This was originally published on PAOO on November 18th, 2010.
So today we get to introduce a new acronym. What is an "AM" you ask. Well it is Legal Advice Issued by Associate Chief Counsel. I suppose that doesn't explain the acronym. I'm going to guess Associate Memo. Regardless, it is one of those things that the IRS would just as soon keep to itself, but that you can get in RIA because of that nasty Freedom of Information Act. This particular one gives us advance notice that there is a very clever plan that the IRS does not like one little bit.
The taxpayer a partnership entered into an option to purchase a basket of securities. Nothing too exciting about that. Here is where it starts getting interesting. The basket is being held offshore. They don't give actual numbers, but for the sake of ease I'm going to say that the partnership put up $1,000,000 and a foreign bank put up $9,000,000. The foreign bank then bought the securities that are supposed to be in the basket. When the contract terminates the partnership is entitled to receive $1,000,000 plus the basket gain or less the basket loss. The gain or loss is inclusive of dividends, appreciation, depreciation, interest, expenses etc. If at any point the basket value goes below $9,000,000 the partnership is "knocked out".
Here is the really clever part. What is in the basket ? Whatever the general partner of the partnership says. So the basket is an actively traded portfolio. I would dearly love it if this thing actually worked because it would be a way to avoid having hedge fund K-1's that run into scores of pages. The portfolio manager decides on the amount of leverage transfers the appropriate amount to the foreign bank, issues trading instructions and nothing need be reported till the contract is settled up.
The associate chief counsel does not think that this thing is really an option :
..... it is clear that the Basket Contract, despite its option terminology, lacks the requisite characteristics of an option. In particular, two elements of the agreements between HF and FB are contrary to the typical functioning of an option: (a) the interplay between the Basket Contract's premium, Cash Settlement Amount, and Knock-Out provision, which imposed upon HF costs similar to an obligated buyer and preclude any possibility of lapse; and (b) HF's ability to alter the Reference Basket, through GP, while the Basket Contract remained open, which is inconsistent with the notion that an option on property must reference specific property at a defined price.
The partnership was deemed to be the owner of the "Reference Basket"

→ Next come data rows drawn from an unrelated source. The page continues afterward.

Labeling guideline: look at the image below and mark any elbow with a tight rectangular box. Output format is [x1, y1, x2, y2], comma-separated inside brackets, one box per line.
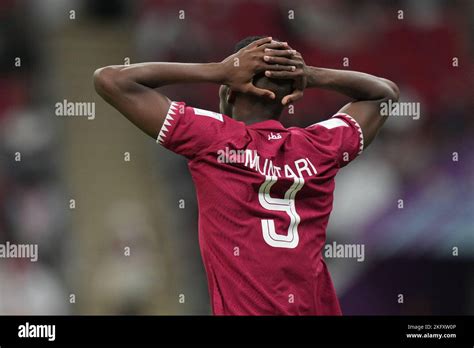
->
[93, 66, 124, 97]
[94, 66, 116, 96]
[380, 78, 400, 102]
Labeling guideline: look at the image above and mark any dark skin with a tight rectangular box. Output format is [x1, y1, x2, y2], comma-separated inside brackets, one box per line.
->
[94, 37, 292, 137]
[262, 48, 400, 147]
[94, 36, 399, 149]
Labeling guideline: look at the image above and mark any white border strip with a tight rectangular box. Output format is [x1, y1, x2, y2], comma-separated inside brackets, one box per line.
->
[332, 113, 364, 155]
[157, 101, 178, 144]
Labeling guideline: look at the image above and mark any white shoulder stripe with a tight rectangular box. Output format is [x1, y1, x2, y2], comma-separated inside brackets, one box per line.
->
[316, 118, 349, 129]
[193, 107, 223, 122]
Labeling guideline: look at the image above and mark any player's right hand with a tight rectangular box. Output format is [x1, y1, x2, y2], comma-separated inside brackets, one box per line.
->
[263, 49, 308, 105]
[219, 37, 297, 99]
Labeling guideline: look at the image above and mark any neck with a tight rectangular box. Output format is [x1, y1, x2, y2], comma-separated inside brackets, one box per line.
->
[232, 100, 280, 125]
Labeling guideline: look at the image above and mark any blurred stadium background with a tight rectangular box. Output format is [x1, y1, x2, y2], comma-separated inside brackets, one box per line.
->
[0, 0, 472, 315]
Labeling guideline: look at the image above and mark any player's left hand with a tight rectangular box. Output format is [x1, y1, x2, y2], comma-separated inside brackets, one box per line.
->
[263, 49, 308, 105]
[220, 37, 297, 99]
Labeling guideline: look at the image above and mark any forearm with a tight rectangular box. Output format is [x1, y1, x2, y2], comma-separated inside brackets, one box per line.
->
[306, 67, 399, 101]
[93, 62, 225, 139]
[95, 62, 224, 91]
[93, 37, 292, 139]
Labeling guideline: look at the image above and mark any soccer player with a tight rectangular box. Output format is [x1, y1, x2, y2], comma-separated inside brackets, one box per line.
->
[94, 36, 399, 315]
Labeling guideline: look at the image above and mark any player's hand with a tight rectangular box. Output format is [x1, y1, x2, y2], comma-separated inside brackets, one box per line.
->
[263, 49, 308, 105]
[220, 37, 297, 99]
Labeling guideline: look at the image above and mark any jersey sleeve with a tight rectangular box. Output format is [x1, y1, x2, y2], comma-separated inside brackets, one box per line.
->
[305, 113, 364, 168]
[156, 101, 245, 159]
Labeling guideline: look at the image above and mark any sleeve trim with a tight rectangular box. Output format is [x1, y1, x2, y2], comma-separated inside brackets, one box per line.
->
[332, 113, 364, 155]
[156, 101, 179, 145]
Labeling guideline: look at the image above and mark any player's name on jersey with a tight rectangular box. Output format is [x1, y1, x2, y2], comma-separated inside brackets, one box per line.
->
[217, 147, 317, 179]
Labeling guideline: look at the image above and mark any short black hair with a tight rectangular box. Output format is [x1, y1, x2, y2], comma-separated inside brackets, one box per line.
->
[233, 36, 293, 113]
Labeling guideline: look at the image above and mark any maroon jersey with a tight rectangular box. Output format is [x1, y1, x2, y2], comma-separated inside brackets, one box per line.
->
[157, 101, 364, 315]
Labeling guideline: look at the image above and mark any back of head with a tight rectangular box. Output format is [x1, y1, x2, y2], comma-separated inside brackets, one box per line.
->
[234, 36, 294, 117]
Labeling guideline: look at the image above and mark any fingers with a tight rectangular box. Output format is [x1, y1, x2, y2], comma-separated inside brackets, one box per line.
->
[282, 90, 304, 105]
[262, 63, 296, 72]
[245, 83, 276, 99]
[260, 41, 290, 51]
[263, 55, 301, 67]
[249, 37, 272, 48]
[281, 76, 306, 105]
[265, 70, 301, 79]
[263, 48, 297, 57]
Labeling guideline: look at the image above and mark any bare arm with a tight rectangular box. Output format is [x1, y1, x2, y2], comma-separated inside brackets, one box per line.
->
[93, 62, 222, 138]
[264, 51, 399, 148]
[93, 38, 294, 139]
[307, 67, 399, 147]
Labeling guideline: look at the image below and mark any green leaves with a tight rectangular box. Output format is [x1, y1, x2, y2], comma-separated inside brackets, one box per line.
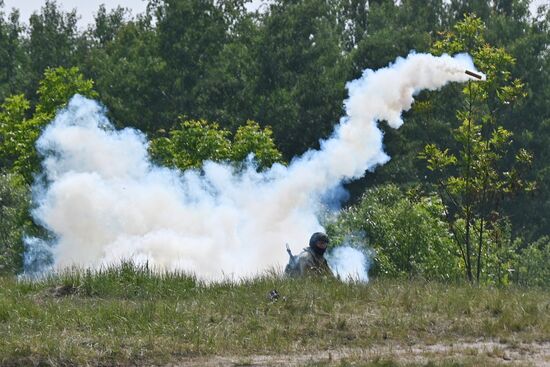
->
[0, 94, 33, 175]
[432, 15, 485, 55]
[326, 184, 460, 280]
[149, 119, 283, 171]
[232, 121, 283, 167]
[160, 119, 232, 170]
[419, 144, 457, 171]
[0, 172, 30, 274]
[0, 66, 96, 182]
[419, 14, 535, 283]
[516, 236, 550, 287]
[36, 66, 97, 116]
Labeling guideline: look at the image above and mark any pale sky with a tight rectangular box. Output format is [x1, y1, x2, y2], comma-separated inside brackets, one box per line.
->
[2, 0, 548, 29]
[3, 0, 148, 28]
[1, 0, 267, 28]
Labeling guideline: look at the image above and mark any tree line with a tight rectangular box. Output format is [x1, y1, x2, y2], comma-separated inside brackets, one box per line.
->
[0, 0, 549, 284]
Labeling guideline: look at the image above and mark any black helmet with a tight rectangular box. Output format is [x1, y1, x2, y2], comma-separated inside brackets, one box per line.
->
[309, 232, 329, 248]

Upon application of the factors set forth by the authorities discussed above to the terms of the agreements between HF and FB, it is clear that HF should be treated as the tax owner of the Reference Basket because HF had: (a) opportunity for full trading gain and current income; (b) substantially all of the risk of loss related to the Reference Basket, and (c) complete dominion and control over the Reference Basket.
A memo from the Associate Chief is a long way from definite authority, but it is a head's up that this structure has a target stenciled on its back.